Dismissing threats of legal action by the hunting industry, Marthinus Van Schalkwyk said the new law would ban "canned" hunting of big predators and rhinos in small enclosures that offer them no means of escape.

In addition, lions bred in captivity would have to be released into the open for at least two years before they could be hunted. Van Schalkwyk said a previously proposed six-month delay would not give lions enough time to develop self-defense instincts.

"Hunting should be about fair chase- testing the wits of a hunter against that of the animal," he told a press conference. "Over the years that got eroded and now we are trying to re-establish that principle."

South Africa is famous as home to the Big Five animals— lion, leopard, rhinoceros, elephant and buffalo. Its flagship Kruger National Park attracts hundreds of thousands of camera toting visitors every year. Some 9,000 privately owned game farms and other government-run reserves also offer visitors a taste of the wild.

But it has become also become a choice destination for wealthy gun-toting tourists willing to pay more than $20,000 to take home a "trophy" lion or rhino's head.

The new law, which enters into force June 1, bans the hunting of animals that have been tranquilized. It outlaws bows and arrows for big predators and thick skinned animals like rhinos - one of the practices singled out by Van Schalkwyk as particularly appalling. And it bans the use of vehicles to chase the animal until it is too tired and terrified to flee for its life.

"To see people who are half drunk on the back of a bakkie (truck) hunting lions which are in fact tame animals is quite abhorrent," Van Schalkwyk— himself an avid hunter— said.

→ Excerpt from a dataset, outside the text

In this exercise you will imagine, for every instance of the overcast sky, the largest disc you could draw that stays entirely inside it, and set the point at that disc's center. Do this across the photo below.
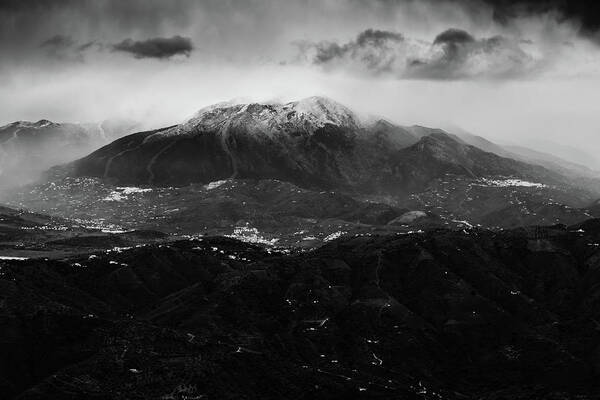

But conservationists said the law would be difficult to enforce and did not go far enough because it stopped short of an outright ban on intensive breeding of lions, leopards and other predators.

"The big thing for South Africa would be to stand up and say 'we are conservation leaders and this industry is immoral and unethical and we are not going to allow it,'" said Louise Joubert of the San Wildlife Trust, which campaigned for tougher regulations.

She said it made little difference whether a lion was freed for six months or two years before being hunted because once it had got used to being reared and fed by people, it was hard to break that trust.

Joubert said there should be an outright ban on intensive breeding projects, which often remove cubs from the mother at birth so the lioness mates more quickly, and often destroy female cubs as male lions fetch a higher trophy price.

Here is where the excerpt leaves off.